Our brain ages just like the rest of our body. It is vulnerable to disease as well, which can alter who we are and how we respond to our environment. Alzheimer’s disease can claim personality, memories, and relationships, which can make you feel as if you no longer know the person you love.
Fortunately, even though the disease is growing in prevalence, scientists are learning more about risk factors and things we can proactively do to stave off dementia.
For instance, researchers have discovered that a phytochemical in apple peel can stimulate the growth of new neurons (neurogenesis). This phytochemical is called quercetin. It must be noted that too much quercetin did not produce these results. It helps stimulate neuron production at low concentrations. The creation of new neurons happened in the hippocampus region of the brain.
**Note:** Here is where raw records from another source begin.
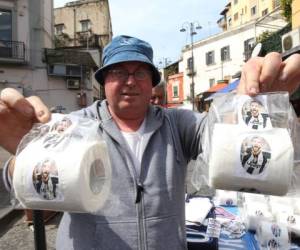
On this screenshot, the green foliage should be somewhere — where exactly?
[280,0,293,23]
[257,24,292,56]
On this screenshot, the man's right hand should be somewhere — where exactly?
[0,88,51,154]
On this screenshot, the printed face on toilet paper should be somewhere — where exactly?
[13,115,111,213]
[238,135,272,176]
[238,96,272,130]
[32,159,60,200]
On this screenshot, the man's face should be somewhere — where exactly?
[252,138,261,155]
[42,162,50,182]
[250,102,259,117]
[150,87,165,106]
[104,62,152,120]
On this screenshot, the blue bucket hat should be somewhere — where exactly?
[95,36,160,86]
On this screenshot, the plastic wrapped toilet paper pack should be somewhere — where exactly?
[13,115,111,213]
[256,221,289,250]
[215,189,238,206]
[242,202,273,231]
[209,123,294,195]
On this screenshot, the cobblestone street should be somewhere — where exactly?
[0,210,61,250]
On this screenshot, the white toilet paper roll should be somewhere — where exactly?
[216,189,238,206]
[256,221,289,249]
[244,202,273,231]
[13,141,111,213]
[209,124,294,195]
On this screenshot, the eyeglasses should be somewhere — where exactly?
[107,69,152,81]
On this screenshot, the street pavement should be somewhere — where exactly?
[0,210,62,250]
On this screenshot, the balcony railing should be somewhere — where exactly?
[0,40,25,62]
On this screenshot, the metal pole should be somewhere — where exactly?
[190,23,195,111]
[32,210,47,250]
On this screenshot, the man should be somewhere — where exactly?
[245,100,270,129]
[242,136,271,175]
[150,82,166,107]
[0,36,300,250]
[34,159,58,200]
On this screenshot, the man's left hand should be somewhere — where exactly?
[237,52,300,96]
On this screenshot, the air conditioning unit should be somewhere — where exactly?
[281,28,300,52]
[67,79,80,89]
[186,68,197,76]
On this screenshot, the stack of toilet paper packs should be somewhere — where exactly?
[13,114,111,213]
[208,92,299,196]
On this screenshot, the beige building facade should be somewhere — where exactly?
[218,0,280,31]
[54,0,112,48]
[0,0,111,113]
[0,0,53,95]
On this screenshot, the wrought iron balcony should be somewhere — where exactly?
[0,40,25,62]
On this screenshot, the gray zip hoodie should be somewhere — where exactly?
[57,101,205,250]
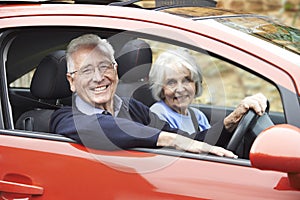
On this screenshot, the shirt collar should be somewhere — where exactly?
[75,94,123,116]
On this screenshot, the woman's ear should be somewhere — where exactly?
[66,73,76,92]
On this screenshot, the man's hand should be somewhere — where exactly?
[224,93,267,132]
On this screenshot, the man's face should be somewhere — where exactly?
[67,47,118,109]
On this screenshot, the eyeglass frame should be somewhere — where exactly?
[67,62,117,77]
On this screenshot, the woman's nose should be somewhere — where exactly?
[175,82,185,92]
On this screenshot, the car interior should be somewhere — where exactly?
[1,27,285,162]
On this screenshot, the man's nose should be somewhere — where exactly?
[93,68,104,81]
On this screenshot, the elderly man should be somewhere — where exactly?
[50,34,266,158]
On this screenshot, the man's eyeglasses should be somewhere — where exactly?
[69,63,116,77]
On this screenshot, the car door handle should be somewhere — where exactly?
[0,180,44,195]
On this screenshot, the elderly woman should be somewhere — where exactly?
[149,49,210,134]
[149,49,266,134]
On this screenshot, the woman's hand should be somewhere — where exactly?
[157,131,238,158]
[224,93,267,132]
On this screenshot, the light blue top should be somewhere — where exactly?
[150,101,210,134]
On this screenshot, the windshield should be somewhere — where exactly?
[161,7,300,54]
[216,16,300,54]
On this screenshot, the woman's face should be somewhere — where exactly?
[162,67,196,115]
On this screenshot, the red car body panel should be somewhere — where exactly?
[0,135,300,200]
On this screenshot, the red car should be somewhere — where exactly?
[0,1,300,200]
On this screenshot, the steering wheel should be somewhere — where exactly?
[226,110,258,151]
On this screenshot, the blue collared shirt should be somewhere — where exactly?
[75,94,123,116]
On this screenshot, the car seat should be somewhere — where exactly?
[15,50,72,132]
[116,39,155,106]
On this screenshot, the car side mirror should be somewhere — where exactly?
[250,124,300,189]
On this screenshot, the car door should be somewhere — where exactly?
[0,3,300,199]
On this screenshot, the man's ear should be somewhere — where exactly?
[66,73,76,92]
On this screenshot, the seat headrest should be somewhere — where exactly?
[30,50,72,100]
[116,39,152,82]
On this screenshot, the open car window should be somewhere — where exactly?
[6,28,285,162]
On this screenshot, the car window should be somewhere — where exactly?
[146,37,283,113]
[9,69,35,89]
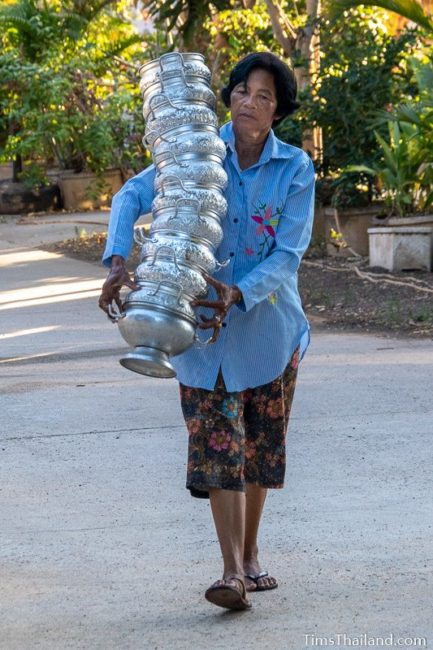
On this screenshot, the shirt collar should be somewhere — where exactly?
[220,122,293,167]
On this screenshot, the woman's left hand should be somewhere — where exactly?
[191,274,242,343]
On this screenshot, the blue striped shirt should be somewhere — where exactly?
[103,122,315,391]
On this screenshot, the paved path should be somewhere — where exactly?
[0,214,433,650]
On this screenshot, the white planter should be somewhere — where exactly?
[59,169,123,210]
[386,214,433,264]
[368,226,432,271]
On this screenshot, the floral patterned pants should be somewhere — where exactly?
[180,348,299,498]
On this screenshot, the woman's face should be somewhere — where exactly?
[230,68,279,135]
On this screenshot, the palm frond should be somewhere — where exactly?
[328,0,433,32]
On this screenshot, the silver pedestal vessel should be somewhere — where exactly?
[110,52,228,377]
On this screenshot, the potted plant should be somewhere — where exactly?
[349,114,433,271]
[0,0,146,209]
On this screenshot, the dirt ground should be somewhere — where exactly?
[46,233,433,338]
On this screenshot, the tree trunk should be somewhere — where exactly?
[266,0,323,162]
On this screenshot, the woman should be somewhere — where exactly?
[99,53,314,609]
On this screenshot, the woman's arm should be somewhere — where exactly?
[99,165,155,314]
[102,165,155,267]
[236,158,315,311]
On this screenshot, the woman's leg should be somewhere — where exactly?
[209,488,245,578]
[243,483,277,591]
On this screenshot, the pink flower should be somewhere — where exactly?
[290,350,299,368]
[209,431,231,451]
[251,206,278,237]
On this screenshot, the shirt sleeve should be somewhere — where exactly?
[236,158,315,311]
[102,165,155,266]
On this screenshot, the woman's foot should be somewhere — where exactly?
[205,575,251,610]
[244,558,278,592]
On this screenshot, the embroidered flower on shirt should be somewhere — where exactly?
[251,203,282,262]
[251,206,278,237]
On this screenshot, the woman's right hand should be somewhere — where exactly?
[98,255,140,316]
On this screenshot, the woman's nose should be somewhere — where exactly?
[244,95,256,108]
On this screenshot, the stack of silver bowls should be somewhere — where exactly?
[110,52,227,377]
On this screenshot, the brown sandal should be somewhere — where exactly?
[204,575,251,610]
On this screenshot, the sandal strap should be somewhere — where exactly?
[222,573,247,598]
[245,571,269,582]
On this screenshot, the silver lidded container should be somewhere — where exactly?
[110,52,227,377]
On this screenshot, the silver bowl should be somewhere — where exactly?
[155,158,228,193]
[143,84,216,120]
[136,231,221,274]
[145,105,219,150]
[135,246,207,300]
[140,52,211,101]
[118,303,197,377]
[150,199,223,249]
[152,174,227,219]
[143,125,226,164]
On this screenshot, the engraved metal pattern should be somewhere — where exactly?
[145,105,218,148]
[115,52,227,377]
[155,160,228,192]
[141,233,218,273]
[143,83,216,120]
[148,129,226,164]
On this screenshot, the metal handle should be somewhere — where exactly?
[149,244,180,271]
[134,227,153,246]
[154,151,189,168]
[215,257,231,272]
[167,199,200,223]
[159,52,185,72]
[149,93,177,120]
[194,332,213,348]
[149,280,183,305]
[141,129,177,149]
[161,174,188,196]
[156,52,194,90]
[107,303,126,323]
The hippocampus is part of the limbic system, and it is responsible for behavioral and emotional responses. Other parts of the limbic system include the hypothalamus, thalamus, amygdala, and basal ganglia. It also plays a critical role in coding, memory consolidation, learning, and the forming of a cognitive map, which is linked to your ability to acquire new knowledge, store that knowledge, and be able to retrieve it later.
Your behavior is impacted by the continual accumulation of knowledge. Damage to the thalamus can result in dysfunctional behaviors because of its effects on cognition and emotion. The hippocampus is also the area that has the initial damage when the plaques and tangled fibers of Alzheimer’s start to destroy brain function.